5. Instrument seal/unseal operations.
This is a substantial feature. Track separately from the quick-fix items
in this plan.
### #10 — No extension allowlist for SSH host certificates
**Note**: Host certificates typically don't use extensions (extensions are
for user certificates). The fix is to ignore the `extensions` field on
host signing requests rather than passing it through:
```go
// In handleSignHost, after building the certificate:
cert.Permissions.Extensions = nil // Host certs should not carry extensions
```
### #21 — No rate limiting on transit cryptographic operations
**Note**: This requires a rate-limiting middleware or per-caller token
bucket.
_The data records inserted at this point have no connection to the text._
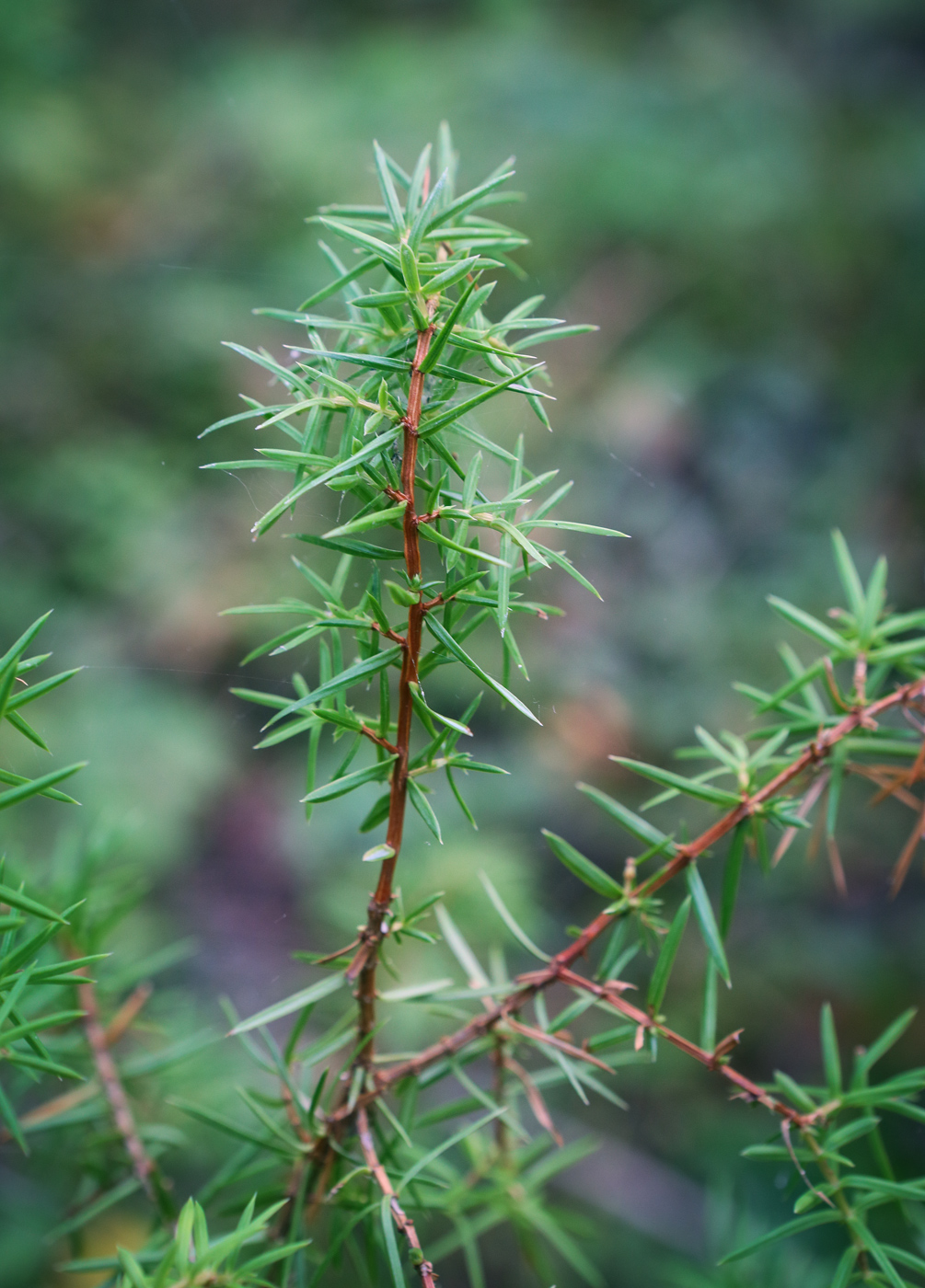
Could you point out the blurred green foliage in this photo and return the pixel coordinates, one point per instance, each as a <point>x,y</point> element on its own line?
<point>734,192</point>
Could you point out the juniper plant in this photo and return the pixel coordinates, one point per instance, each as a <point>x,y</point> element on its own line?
<point>358,1176</point>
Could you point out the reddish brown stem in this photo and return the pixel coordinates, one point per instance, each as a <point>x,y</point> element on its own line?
<point>380,905</point>
<point>112,1086</point>
<point>561,965</point>
<point>405,1224</point>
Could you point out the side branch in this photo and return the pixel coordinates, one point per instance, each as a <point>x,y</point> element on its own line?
<point>560,966</point>
<point>405,1224</point>
<point>97,1037</point>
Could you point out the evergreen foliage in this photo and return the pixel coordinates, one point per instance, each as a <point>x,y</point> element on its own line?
<point>356,1163</point>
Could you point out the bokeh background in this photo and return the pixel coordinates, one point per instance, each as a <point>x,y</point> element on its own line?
<point>734,192</point>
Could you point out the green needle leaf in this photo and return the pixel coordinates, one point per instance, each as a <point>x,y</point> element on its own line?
<point>446,639</point>
<point>306,997</point>
<point>706,921</point>
<point>583,868</point>
<point>666,957</point>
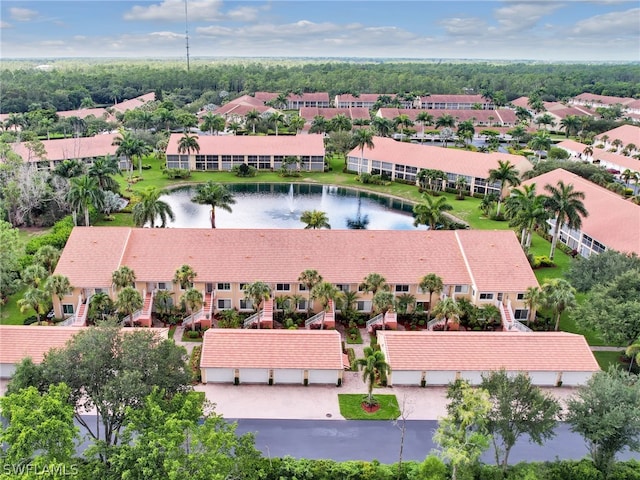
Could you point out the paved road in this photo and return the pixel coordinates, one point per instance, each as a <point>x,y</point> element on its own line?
<point>369,440</point>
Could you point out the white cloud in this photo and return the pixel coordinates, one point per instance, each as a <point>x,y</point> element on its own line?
<point>173,10</point>
<point>613,23</point>
<point>22,14</point>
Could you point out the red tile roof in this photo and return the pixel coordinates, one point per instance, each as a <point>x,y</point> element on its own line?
<point>486,351</point>
<point>341,256</point>
<point>69,148</point>
<point>287,349</point>
<point>449,160</point>
<point>612,221</point>
<point>254,145</point>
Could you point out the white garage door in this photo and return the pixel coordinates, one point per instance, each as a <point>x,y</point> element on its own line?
<point>254,375</point>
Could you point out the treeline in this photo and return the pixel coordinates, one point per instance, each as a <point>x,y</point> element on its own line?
<point>67,85</point>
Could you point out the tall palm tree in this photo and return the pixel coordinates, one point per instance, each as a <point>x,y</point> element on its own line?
<point>184,276</point>
<point>374,367</point>
<point>374,283</point>
<point>447,309</point>
<point>193,300</point>
<point>214,195</point>
<point>48,257</point>
<point>102,169</point>
<point>315,219</point>
<point>309,278</point>
<point>129,301</point>
<point>431,211</point>
<point>506,174</point>
<point>431,283</point>
<point>188,144</point>
<point>363,137</point>
<point>150,207</point>
<point>558,295</point>
<point>84,192</point>
<point>424,118</point>
<point>123,277</point>
<point>565,204</point>
<point>59,286</point>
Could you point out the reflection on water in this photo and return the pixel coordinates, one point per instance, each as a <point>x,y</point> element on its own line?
<point>280,206</point>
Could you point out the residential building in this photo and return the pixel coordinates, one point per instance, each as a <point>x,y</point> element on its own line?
<point>485,267</point>
<point>612,223</point>
<point>402,161</point>
<point>222,153</point>
<point>431,358</point>
<point>274,357</point>
<point>86,149</point>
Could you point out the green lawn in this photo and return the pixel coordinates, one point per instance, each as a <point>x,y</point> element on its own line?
<point>606,359</point>
<point>351,409</point>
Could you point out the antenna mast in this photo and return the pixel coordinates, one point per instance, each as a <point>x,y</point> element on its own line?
<point>186,31</point>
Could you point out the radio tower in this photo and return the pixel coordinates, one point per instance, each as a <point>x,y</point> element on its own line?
<point>186,31</point>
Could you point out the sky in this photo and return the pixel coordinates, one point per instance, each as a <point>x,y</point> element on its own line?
<point>573,30</point>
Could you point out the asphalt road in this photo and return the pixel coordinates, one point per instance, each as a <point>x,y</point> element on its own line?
<point>369,440</point>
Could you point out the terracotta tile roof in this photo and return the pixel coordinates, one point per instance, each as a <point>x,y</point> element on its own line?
<point>447,159</point>
<point>94,254</point>
<point>254,145</point>
<point>612,221</point>
<point>18,342</point>
<point>134,102</point>
<point>69,148</point>
<point>304,349</point>
<point>485,351</point>
<point>625,133</point>
<point>489,275</point>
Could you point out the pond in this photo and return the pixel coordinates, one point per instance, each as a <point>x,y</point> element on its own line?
<point>280,206</point>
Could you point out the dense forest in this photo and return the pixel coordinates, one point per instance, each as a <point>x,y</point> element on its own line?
<point>68,83</point>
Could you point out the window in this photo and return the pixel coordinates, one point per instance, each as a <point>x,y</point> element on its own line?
<point>521,314</point>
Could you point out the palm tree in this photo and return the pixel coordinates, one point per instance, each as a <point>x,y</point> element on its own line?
<point>123,277</point>
<point>558,295</point>
<point>424,118</point>
<point>188,143</point>
<point>506,174</point>
<point>374,367</point>
<point>309,278</point>
<point>193,300</point>
<point>184,276</point>
<point>431,283</point>
<point>565,204</point>
<point>431,211</point>
<point>447,309</point>
<point>374,283</point>
<point>102,169</point>
<point>315,219</point>
<point>83,192</point>
<point>36,299</point>
<point>214,195</point>
<point>151,207</point>
<point>362,138</point>
<point>58,285</point>
<point>48,257</point>
<point>532,299</point>
<point>540,142</point>
<point>129,301</point>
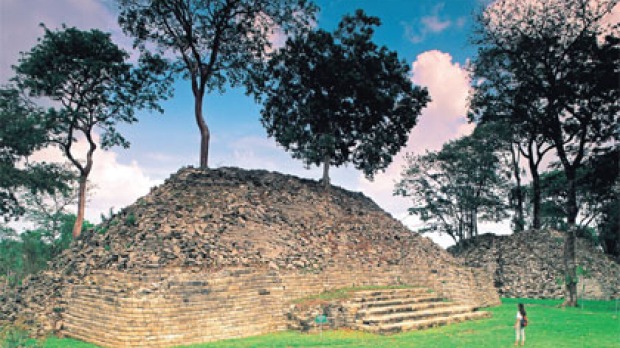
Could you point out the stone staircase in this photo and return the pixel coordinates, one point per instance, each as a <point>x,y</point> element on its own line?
<point>397,310</point>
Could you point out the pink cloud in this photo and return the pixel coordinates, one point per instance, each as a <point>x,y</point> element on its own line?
<point>434,25</point>
<point>443,119</point>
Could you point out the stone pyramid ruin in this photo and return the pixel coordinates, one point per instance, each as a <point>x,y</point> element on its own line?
<point>531,264</point>
<point>217,254</point>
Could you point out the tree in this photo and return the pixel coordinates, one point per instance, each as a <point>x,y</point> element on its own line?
<point>215,42</point>
<point>563,63</point>
<point>23,130</point>
<point>49,214</point>
<point>338,98</point>
<point>453,188</point>
<point>493,101</point>
<point>93,87</point>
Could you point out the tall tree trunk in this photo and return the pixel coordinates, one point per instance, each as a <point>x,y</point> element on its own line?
<point>205,135</point>
<point>326,160</point>
<point>520,221</point>
<point>77,227</point>
<point>570,264</point>
<point>535,198</point>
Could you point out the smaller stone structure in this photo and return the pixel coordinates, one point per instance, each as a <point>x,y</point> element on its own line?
<point>530,264</point>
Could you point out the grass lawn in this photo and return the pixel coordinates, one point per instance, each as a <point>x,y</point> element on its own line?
<point>595,325</point>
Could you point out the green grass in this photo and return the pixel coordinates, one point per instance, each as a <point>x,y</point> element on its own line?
<point>595,325</point>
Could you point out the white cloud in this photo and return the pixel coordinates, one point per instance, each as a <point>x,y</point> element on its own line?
<point>435,25</point>
<point>115,184</point>
<point>443,119</point>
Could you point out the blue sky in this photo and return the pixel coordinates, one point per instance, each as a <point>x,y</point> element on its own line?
<point>431,36</point>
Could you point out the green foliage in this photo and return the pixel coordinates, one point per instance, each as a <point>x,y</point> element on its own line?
<point>595,325</point>
<point>451,189</point>
<point>214,42</point>
<point>29,252</point>
<point>87,76</point>
<point>23,130</point>
<point>336,98</point>
<point>13,337</point>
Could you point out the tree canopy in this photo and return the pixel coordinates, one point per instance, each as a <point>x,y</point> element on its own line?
<point>92,88</point>
<point>215,42</point>
<point>453,188</point>
<point>23,130</point>
<point>337,98</point>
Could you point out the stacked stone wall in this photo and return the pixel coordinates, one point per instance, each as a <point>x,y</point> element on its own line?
<point>530,264</point>
<point>163,308</point>
<point>215,254</point>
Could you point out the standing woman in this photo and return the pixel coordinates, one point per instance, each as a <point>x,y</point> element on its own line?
<point>520,325</point>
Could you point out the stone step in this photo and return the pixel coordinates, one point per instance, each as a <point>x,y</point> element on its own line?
<point>415,315</point>
<point>409,307</point>
<point>380,295</point>
<point>398,301</point>
<point>411,325</point>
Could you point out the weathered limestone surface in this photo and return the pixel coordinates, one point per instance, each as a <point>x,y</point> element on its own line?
<point>530,264</point>
<point>214,254</point>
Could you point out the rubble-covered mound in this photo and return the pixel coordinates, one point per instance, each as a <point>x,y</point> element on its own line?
<point>531,264</point>
<point>234,217</point>
<point>217,219</point>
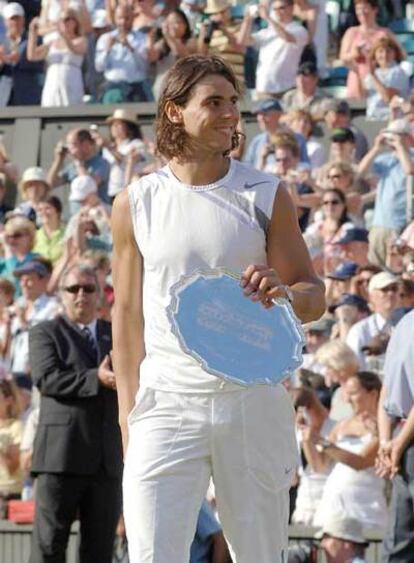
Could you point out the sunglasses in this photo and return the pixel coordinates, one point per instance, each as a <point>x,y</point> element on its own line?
<point>87,288</point>
<point>14,236</point>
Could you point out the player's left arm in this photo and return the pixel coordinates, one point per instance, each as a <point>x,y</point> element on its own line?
<point>288,263</point>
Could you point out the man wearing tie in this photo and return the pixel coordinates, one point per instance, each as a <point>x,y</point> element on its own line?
<point>77,454</point>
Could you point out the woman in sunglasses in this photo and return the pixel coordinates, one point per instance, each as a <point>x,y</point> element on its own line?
<point>330,229</point>
<point>64,57</point>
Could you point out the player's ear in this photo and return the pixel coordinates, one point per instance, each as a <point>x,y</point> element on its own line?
<point>173,112</point>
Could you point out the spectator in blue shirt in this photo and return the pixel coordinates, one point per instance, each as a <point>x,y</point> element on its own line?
<point>209,545</point>
<point>84,160</point>
<point>268,114</point>
<point>393,168</point>
<point>122,56</point>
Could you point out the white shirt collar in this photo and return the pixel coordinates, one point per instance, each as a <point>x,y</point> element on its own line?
<point>91,326</point>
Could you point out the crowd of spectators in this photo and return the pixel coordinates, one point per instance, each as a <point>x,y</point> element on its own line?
<point>353,193</point>
<point>61,53</point>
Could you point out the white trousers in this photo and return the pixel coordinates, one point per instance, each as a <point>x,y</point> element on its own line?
<point>244,439</point>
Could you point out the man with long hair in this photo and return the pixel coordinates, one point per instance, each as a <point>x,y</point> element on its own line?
<point>202,210</point>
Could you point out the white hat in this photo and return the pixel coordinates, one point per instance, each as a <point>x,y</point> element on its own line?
<point>123,115</point>
<point>381,280</point>
<point>217,6</point>
<point>34,174</point>
<point>13,9</point>
<point>81,187</point>
<point>99,19</point>
<point>342,528</point>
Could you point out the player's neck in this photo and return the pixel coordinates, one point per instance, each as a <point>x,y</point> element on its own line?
<point>196,173</point>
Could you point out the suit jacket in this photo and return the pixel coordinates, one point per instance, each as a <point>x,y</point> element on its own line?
<point>78,428</point>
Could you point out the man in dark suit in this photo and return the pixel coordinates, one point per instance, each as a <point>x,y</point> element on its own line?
<point>77,454</point>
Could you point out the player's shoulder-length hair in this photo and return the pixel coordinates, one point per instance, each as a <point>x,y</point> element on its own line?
<point>171,138</point>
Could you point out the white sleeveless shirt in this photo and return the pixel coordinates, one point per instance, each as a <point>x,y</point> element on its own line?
<point>179,229</point>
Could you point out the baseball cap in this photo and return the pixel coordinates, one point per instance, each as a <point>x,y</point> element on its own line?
<point>344,271</point>
<point>81,187</point>
<point>13,9</point>
<point>354,234</point>
<point>337,106</point>
<point>400,127</point>
<point>262,106</point>
<point>25,209</point>
<point>353,300</point>
<point>382,280</point>
<point>32,267</point>
<point>342,528</point>
<point>308,69</point>
<point>342,135</point>
<point>99,19</point>
<point>217,6</point>
<point>34,174</point>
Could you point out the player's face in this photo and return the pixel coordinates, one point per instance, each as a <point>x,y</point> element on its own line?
<point>211,115</point>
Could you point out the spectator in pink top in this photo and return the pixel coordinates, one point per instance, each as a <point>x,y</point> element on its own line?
<point>357,43</point>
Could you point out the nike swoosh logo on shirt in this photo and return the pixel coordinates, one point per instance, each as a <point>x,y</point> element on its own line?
<point>248,186</point>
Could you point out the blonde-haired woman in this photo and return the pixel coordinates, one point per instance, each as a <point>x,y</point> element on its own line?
<point>386,79</point>
<point>19,237</point>
<point>301,122</point>
<point>64,57</point>
<point>34,186</point>
<point>353,489</point>
<point>339,364</point>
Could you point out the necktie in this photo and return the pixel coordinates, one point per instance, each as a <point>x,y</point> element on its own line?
<point>91,341</point>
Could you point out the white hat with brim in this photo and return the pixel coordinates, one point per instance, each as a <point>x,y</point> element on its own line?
<point>12,10</point>
<point>216,6</point>
<point>382,280</point>
<point>400,127</point>
<point>81,187</point>
<point>123,115</point>
<point>34,174</point>
<point>100,19</point>
<point>348,529</point>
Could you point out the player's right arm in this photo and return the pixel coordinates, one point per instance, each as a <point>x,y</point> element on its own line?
<point>127,317</point>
Best implemented as server-level middleware applied to engine
request handlers:
```go
func (s *Server) requireRateLimit(next http.HandlerFunc) http.HandlerFunc {
return func(w http.ResponseWriter, r *http.Request) {
info := TokenInfoFromContext(r.Context())
if !s.rateLimiter.Allow(info.Username) {
writeJSONError(w, "rate limit exceeded", http.StatusTooManyRequests)
return
}
next(w, r)
}
}
```
Track separately — this affects API design decisions (limits, quotas,
per-user vs per-token).
### Files
| File | Change |
|------|--------|
| `deploy/systemd/metacrypt.service` | Remove `ExecReload` line |
| `deploy/systemd/metacrypt-web.service` | Remove `ExecReload` line |
| `Dockerfile.api` | Update to `golang:1.25-alpine`; remove `gcc musl-dev` |
| `Dockerfile.web` | Update to `golang:1.25-alpine`; remove `gcc musl-dev` |
---
## Implementation Order
```
5. #54, #58 Default-deny in engines (security-critical, do first)
6. #63#67 User engine concurrency (5 coupled fixes, one change)
7. #41#43 Barrier/seal fixes (3 independent fixes)
8. #50, #51, #70 CA engine fixes (key usage + renewal + API sync)
9. #53 SSH CA lock granularity (standalone refactor)
10. #59 Transit version validation (one-line fix)
11. #46, #74 DB pragmas + auth cache (independent, no overlap)
12. #73 Policy glob matching (standalone)
13. #78, #79 Deployment fixes (non-code, standalone)
#7 Audit logging (new feature, track separately)
#10 SSH host extensions (one-line fix, ship with #9)
#21 Transit rate limiting (new feature, track separately)
```
Work items 510 can be parallelized across engineers:
- Engineer A: #5 (default-deny) + #9 (SSH CA locks) + #10 (host extensions)
- Engineer B: #6 (user concurrency) + #8 (CA fixes)
- Engineer C: #7 (barrier/seal) + #10 (transit version) + #11 (DB/auth)
- Independent: #12 (policy), #13 (deployment)
Work items #7 (audit logging) and #21 (rate limiting) are substantial new
features and should be tracked as separate engineering tasks, not quick
fixes.
---
## Post-Remediation (Medium)
After all medium findings are resolved:
1. **Update AUDIT.md** — mark each finding as RESOLVED with summary.
2. **Run the full pipeline**: `make all` (vet, lint, test, build).
3. **Run race detector**: `go test -race ./...`
4. **Address related medium findings** that interact with these fixes:
- #54 (SSH CA default-allow) and #58 (transit default-allow) — once
#69 is fixed, the typed handlers will pass policy checkers to the
engines, but the engines still default-allow when `CheckPolicy`
returns no match. Consider changing the engine-level default to deny
for non-admin callers.
- #72 (policy ID path traversal) — already covered by #48's
`ValidateName` fix on `CreateRule`.
3. **Run race detector**: `go test -race ./...` — especially important
for work items 6 and 9 (concurrency changes).
4. **Address remaining low findings** — 14 low-severity items remain,
mostly zeroization gaps and documentation drift.